3 Steps for Countering Bias in AI/ML Data Sets

Advancements in Artificial Intelligence (AI) and Machine Learning (ML) are revolutionizing the way we work with data across sectors. By enabling enhanced decision-making and faster operations, these models present us with unparalleled capabilities – but they are not immune to some very human problems.

One of the most critical challenges in AI/ML development is addressing and mitigating unintended bias. Even with the capacity to analyze and derive real-time insights from data, models are still corruptible by long-standing human biases and prejudices.

With a history of designing, developing, and deploying IT systems for organizations – from telecommunications companies to the Federal government – I’ve worked through the integration of many new and evolving technologies into the modern tech stack. In this blog, we’ll explore the concept of bias in AI/ML data sets, and examine the tools, processes, and best practices for combating bias in these evolving models.

Understanding Bias in AI/ML

It’s no secret that modern data sets often contain biases, whether intentionally or not. This may be caused by a range of factors, including:

  • Sampling Bias: When certain data subjects are more likely to be selected in a sample than others.
  • Reporting Bias: When data subjects misrepresent or suppress the information they choose to share.
  • Confirmation Bias: When information that favors a specific outcome is selected over that which supports an unintended outcome.
  • Systemic Bias: When bias from systems or institutions collecting the data impacts the construction of the data set.

Bias can also impact how AI/ML models are configured. Any of the aforementioned biases are likely to play a role in how teams build, train, and deploy their models, which impacts the results they produce. Each of these factors contributes to data sets and models that are neither representative nor accurate.

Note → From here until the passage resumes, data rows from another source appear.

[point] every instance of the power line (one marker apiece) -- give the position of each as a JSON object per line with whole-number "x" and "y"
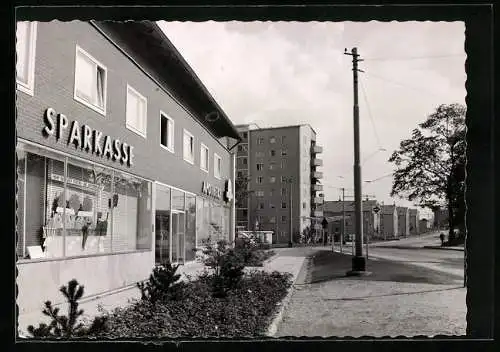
{"x": 370, "y": 113}
{"x": 414, "y": 57}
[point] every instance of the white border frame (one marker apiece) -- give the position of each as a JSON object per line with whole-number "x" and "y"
{"x": 219, "y": 174}
{"x": 203, "y": 146}
{"x": 184, "y": 133}
{"x": 83, "y": 101}
{"x": 145, "y": 100}
{"x": 30, "y": 87}
{"x": 165, "y": 115}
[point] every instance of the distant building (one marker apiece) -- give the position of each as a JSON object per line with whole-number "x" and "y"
{"x": 332, "y": 210}
{"x": 441, "y": 218}
{"x": 389, "y": 222}
{"x": 423, "y": 225}
{"x": 403, "y": 221}
{"x": 414, "y": 225}
{"x": 269, "y": 158}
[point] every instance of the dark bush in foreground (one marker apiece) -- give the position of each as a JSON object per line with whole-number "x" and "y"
{"x": 67, "y": 326}
{"x": 244, "y": 311}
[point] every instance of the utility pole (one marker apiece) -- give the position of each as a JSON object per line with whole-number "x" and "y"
{"x": 358, "y": 261}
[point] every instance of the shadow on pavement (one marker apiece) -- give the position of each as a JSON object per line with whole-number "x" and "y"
{"x": 327, "y": 265}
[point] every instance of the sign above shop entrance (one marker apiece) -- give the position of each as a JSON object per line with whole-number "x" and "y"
{"x": 88, "y": 139}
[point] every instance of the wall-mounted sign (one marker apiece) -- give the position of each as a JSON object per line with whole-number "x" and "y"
{"x": 211, "y": 190}
{"x": 87, "y": 138}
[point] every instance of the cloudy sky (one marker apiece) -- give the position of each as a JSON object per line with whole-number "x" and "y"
{"x": 282, "y": 73}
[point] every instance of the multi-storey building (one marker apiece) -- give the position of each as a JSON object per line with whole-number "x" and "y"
{"x": 123, "y": 159}
{"x": 281, "y": 167}
{"x": 414, "y": 221}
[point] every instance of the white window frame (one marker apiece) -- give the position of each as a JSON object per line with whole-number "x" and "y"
{"x": 29, "y": 87}
{"x": 217, "y": 171}
{"x": 102, "y": 110}
{"x": 170, "y": 147}
{"x": 207, "y": 157}
{"x": 143, "y": 98}
{"x": 187, "y": 159}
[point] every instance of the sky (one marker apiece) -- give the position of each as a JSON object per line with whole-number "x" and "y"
{"x": 286, "y": 73}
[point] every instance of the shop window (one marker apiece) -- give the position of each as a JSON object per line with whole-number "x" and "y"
{"x": 188, "y": 147}
{"x": 25, "y": 52}
{"x": 166, "y": 132}
{"x": 136, "y": 112}
{"x": 217, "y": 166}
{"x": 76, "y": 208}
{"x": 90, "y": 81}
{"x": 204, "y": 157}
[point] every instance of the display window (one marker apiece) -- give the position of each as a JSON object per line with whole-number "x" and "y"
{"x": 74, "y": 208}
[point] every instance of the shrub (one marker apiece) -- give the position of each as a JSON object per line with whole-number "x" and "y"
{"x": 66, "y": 326}
{"x": 162, "y": 284}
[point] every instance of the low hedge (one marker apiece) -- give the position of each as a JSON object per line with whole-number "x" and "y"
{"x": 245, "y": 311}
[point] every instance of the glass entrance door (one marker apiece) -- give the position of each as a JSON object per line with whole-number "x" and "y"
{"x": 178, "y": 237}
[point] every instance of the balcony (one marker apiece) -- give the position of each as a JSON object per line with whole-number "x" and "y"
{"x": 316, "y": 188}
{"x": 316, "y": 149}
{"x": 317, "y": 174}
{"x": 316, "y": 162}
{"x": 317, "y": 200}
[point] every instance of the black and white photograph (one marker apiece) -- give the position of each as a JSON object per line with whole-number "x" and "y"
{"x": 241, "y": 179}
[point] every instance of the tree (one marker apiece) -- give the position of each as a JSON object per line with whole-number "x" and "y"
{"x": 430, "y": 166}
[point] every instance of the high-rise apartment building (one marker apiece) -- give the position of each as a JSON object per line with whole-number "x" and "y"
{"x": 280, "y": 166}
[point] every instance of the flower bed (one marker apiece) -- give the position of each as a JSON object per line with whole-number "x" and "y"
{"x": 245, "y": 311}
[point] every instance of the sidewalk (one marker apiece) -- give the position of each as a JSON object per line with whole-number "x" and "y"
{"x": 396, "y": 299}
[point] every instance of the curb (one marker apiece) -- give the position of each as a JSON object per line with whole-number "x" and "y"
{"x": 445, "y": 248}
{"x": 273, "y": 327}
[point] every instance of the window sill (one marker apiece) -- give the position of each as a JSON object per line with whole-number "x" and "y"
{"x": 97, "y": 109}
{"x": 25, "y": 88}
{"x": 171, "y": 150}
{"x": 39, "y": 260}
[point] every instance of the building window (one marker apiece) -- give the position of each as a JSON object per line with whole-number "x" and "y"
{"x": 217, "y": 166}
{"x": 204, "y": 157}
{"x": 90, "y": 81}
{"x": 78, "y": 208}
{"x": 188, "y": 147}
{"x": 136, "y": 114}
{"x": 25, "y": 51}
{"x": 166, "y": 132}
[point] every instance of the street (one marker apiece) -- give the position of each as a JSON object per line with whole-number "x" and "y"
{"x": 410, "y": 291}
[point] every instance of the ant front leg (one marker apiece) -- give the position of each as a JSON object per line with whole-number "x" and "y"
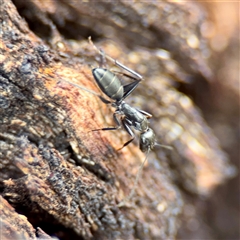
{"x": 129, "y": 131}
{"x": 111, "y": 128}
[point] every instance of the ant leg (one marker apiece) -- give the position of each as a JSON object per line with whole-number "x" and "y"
{"x": 129, "y": 131}
{"x": 104, "y": 100}
{"x": 148, "y": 115}
{"x": 111, "y": 128}
{"x": 116, "y": 62}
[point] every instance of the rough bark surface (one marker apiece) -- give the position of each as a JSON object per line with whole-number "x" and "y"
{"x": 69, "y": 180}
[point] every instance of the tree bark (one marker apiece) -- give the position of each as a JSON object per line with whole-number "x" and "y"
{"x": 67, "y": 179}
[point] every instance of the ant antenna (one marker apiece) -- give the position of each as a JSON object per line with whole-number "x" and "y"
{"x": 164, "y": 146}
{"x": 114, "y": 61}
{"x": 122, "y": 203}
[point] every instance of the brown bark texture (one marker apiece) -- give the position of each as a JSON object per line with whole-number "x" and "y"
{"x": 60, "y": 179}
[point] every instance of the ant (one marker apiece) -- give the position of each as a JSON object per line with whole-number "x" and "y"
{"x": 111, "y": 86}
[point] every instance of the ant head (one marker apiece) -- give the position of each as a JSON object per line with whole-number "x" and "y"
{"x": 147, "y": 140}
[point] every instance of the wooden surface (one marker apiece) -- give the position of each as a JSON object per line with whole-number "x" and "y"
{"x": 63, "y": 177}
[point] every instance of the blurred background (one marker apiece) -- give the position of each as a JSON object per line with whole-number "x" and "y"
{"x": 188, "y": 53}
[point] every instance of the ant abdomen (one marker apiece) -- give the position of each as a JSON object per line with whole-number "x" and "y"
{"x": 109, "y": 83}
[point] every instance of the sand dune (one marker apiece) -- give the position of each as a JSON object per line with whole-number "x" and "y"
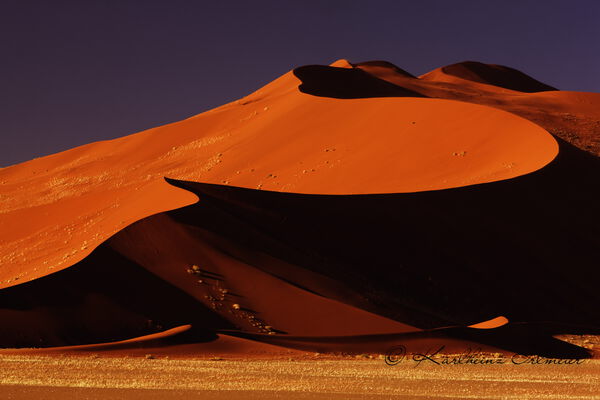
{"x": 490, "y": 74}
{"x": 339, "y": 208}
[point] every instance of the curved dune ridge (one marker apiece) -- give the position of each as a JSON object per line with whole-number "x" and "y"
{"x": 490, "y": 74}
{"x": 342, "y": 208}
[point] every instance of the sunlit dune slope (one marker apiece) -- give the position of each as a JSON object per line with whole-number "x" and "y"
{"x": 58, "y": 208}
{"x": 339, "y": 208}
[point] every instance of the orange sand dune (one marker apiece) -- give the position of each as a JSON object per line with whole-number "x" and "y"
{"x": 336, "y": 202}
{"x": 496, "y": 75}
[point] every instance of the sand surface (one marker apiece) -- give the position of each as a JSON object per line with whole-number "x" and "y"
{"x": 344, "y": 208}
{"x": 133, "y": 378}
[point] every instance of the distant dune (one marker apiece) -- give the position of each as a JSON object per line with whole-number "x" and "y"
{"x": 342, "y": 208}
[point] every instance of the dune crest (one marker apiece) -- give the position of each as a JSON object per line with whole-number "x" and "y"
{"x": 345, "y": 201}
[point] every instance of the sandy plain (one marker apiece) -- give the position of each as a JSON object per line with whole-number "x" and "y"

The Impact of Bias in AI/ML

To recognize the impact of biased data sets and model configurations on the legitimacy of AI/ML tools, think of the phrase “you are what you eat.” This gets to the core of AI models – they are trained entirely on the data they are fed, and therefore will base their decisions and output completely on that information.

If these models are fed biased data, it’s likely to lead to unfair or discriminatory outcomes. For instance, models trained on biased healthcare data are apt to under-represent certain demographic groups, ultimately leading to inequitable healthcare recommendations for those groups.

Challenges and Limitations of Addressing Bias

Before digging into how to combat bias in AI/ML, it’s important to note a few common challenges to minimizing these biases, including:

  • Limited Diversity: Not every data set can be composed of a diverse range of data. For example, a military table that captures attacks within a specific region might not be representative of attacks across all regions. This would bias the model’s understanding of a region’s risk factor within a larger context. This often occurs when the training data is not properly sampled for representation across all features that might contribute to a prediction target.
  • Multidimensional Bias: Analyzing and detecting bias is typically complex and costly, especially when biases are multidimensional. Features that may appear unbiased in isolation may introduce bias when combined, requiring you to leverage sophisticated tools and methodologies to identify and mitigate bias effectively.
  • Lack of Representative Synthetic Data: There is a pressing need for more representative synthetic data sets to train AI/ML models. Synthetic data helps overcome the limitations of real-world data by providing diverse and balanced model training data.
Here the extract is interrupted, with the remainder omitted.